Viel los heute im beschaulichen Seebad Warnemünde: Aida-Schwesterntreffen, Port Party und erstmals zwei Kreuzfahrtschiffe, die im Rostocker Kreuzfahrthafen gleichzeitig mit umweltfreundlichem Landstrom versorgt werden.
Nachdem die „AIDAdiva“ am Freitag die Kreuzfahrtsaison 2023 in Warnemünde eröffnet hat, gab es heute den ersten Doppelanlauf des Jahres. Es war ein Schwesterntreffen der beiden Kussmundschiffe „AIDAsol“ und „AIDAmar“, die kurz nach 7 Uhr an den Liegeplätzen P7 und P8 im Seebad festmachten. Gegen 20:30 Uhr wollen die beiden Kreuzliner das Seebad gemeinsam verlassen.

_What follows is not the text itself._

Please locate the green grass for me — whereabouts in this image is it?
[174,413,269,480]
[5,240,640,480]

Bei dem Doppelanlauf wurden heute erstmals zwei Kreuzfahrtschiffe in Warnemünde gleichzeitig mit umweltfreundlichem Landstrom versorgt. Laut Aida Cruises war dies nicht nur eine Premiere im Rostocker Seebad, sondern das erste Mal überhaupt, dass in einem deutschen Hafen zwei Kreuzfahrtschiffe parallel per Landstromanlage mit grüner Energie versorgt wurden.
Luft nach oben bei der Landstromnutzung
„Wir freuen uns über diese gelungene Premiere in Rostock-Warnemünde. Dank der Eröffnung weiterer Anlagen in Europa werden wir unser Engagement auch in diesem Jahr weiter ausbauen können“, sagt Aida-Präsident Felix Eichhorn. „Unser Ziel ist, zukünftig in allen Häfen Landstrom nutzen zu können.“ Immerhin entfallen fast die Hälfte aller Kreuzfahrt-Anläufe in Warnemünde in dieser Saison auf Schiffe der Rostocker Reederei.
Bei der Abnahme von Landstrom gibt es noch viel Luft nach oben. Nach Angaben des Rostocker Hafenbetreibers Rostock Port haben im vergangenen Jahr nur acht von insgesamt 30 Kreuzfahrtschiffen bei 13 – der insgesamt 139 – Anläufen umweltfreundlichen Landstrom bezogen - insgesamt rund 400.000 Kilowattstunden. Allein die beiden Aida-Schiffe „AIDAdiva“ und „AIDAmar“ hatten in der vergangenen Saison zusammen 50 Anläufe im Kreuzfahrthafen Warnemünde.
Landstromanlage in Warnemünde 2021 eingeweiht

Die Anlage kann mit bis zu 20 Megavoltampere (MVA, entspricht etwa 16 Megawatt) zwei Kreuzfahrtschiffe an den Liegeplätzen P7 und P8 in Warnemünde gleichzeitig mit Strom versorgen. Die AIDAsol benötigt im regulären Passagierbetrieb bis zu 4,5 Megawatt pro Stunde. Dank integrierter Frequenzumrichter können sowohl Schiffe mit 50- als auch mit 60-Hertz-Bordnetzen versorgt werden. Der Strom soll aus Wasserkraft erzeugt werden.
Etwa 19 Mio. Euro wurden in die Landstromanlage investiert. 90 Prozent der Kosten haben sich Bund und Land geteilt, der Rest wurde durch die Hansestadt Rostock finanziert.